According to the sheriff, more school-aged pedestrians have been killed between the hours of 3 p.m. and 4 p.m. than any other time of day. Research by the National Safety Council states that most of the children who lose their lives in bus-related incidents are 4 to 7 years old, and they’re walking. They are hit by the bus, or by a motorist illegally passing a stopped bus.
Kersey added that parents should drive their child’s bus route with them to practice proper safety precautions to and from school.
“Children are often eager to get off the school bus because they are excited to tell their parents about all of the fun they had at school that day,” Kersey said. “It is crucial that parents re-enforce the school bus safety rules children learn at school.”
According to the National Highway Traffic Safety Administration, an average of 19 school-aged children die in school transportation-related traffic crashes each year. In North Carolina, 13 students have been killed by divers failing to stop to for school buses since 1999.
“Never pass a school bus when there are flashing red lights and the stop arm is extended or you will be fined at least $500 and charged with a class 1 misdemeanor,” Kersey said. “This is a sign that children are getting on or off the bus.”
He said motorists need to wait until the red lights stop flashing, the stop arm is withdrawn, and the bus is moving before starting to drive again.
A motorist charged with striking a student exiting a school bus with it’s stop sign extended, will face class 1 felony and $1,250 fine.
“Remember that children are unpredictable in their actions. Take extreme caution when traveling in a school zone,” Kersey said. “If there are no sidewalks, drive cautiously. Be more alert to the possibility of children walking in the road.”
Members of the state Highway Patrol will be monitoring school bus traffic during the first few weeks of school.
“Although school buses represent the safest form of highway transportation, there are a number of safety factors of which both student and drivers should be aware,” Kersey said.
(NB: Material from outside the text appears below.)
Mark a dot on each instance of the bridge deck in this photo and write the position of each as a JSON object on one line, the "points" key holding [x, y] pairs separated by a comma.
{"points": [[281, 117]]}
Here are some tips for parents and students:
— Always arrive at the bus stop at least 5 minutes early.
— While the bus is approaching make sure to stand at least three giant steps away from the curb and wait until the bus has come to a complete stop, the door opens, and the bus driver says that it’s OK to board.
— Always walk on the sidewalk when preparing to cross the street near a bus. Make eye contact with the driver so that you are sure he or she sees you.
— Never walk behind the bus.
— If you are walking beside the bus, walk at least three giant steps away.
— Use the handrail when entering and exiting the bus. Take extra precautions to make sure that clothing with drawstrings and book bags do not get caught in the hand rail or door.
— Never stop to pick something up that you have dropped when a bus is stopped. Tell the bus driver or wait until the bus has driven off to avoid not being seen by the driver.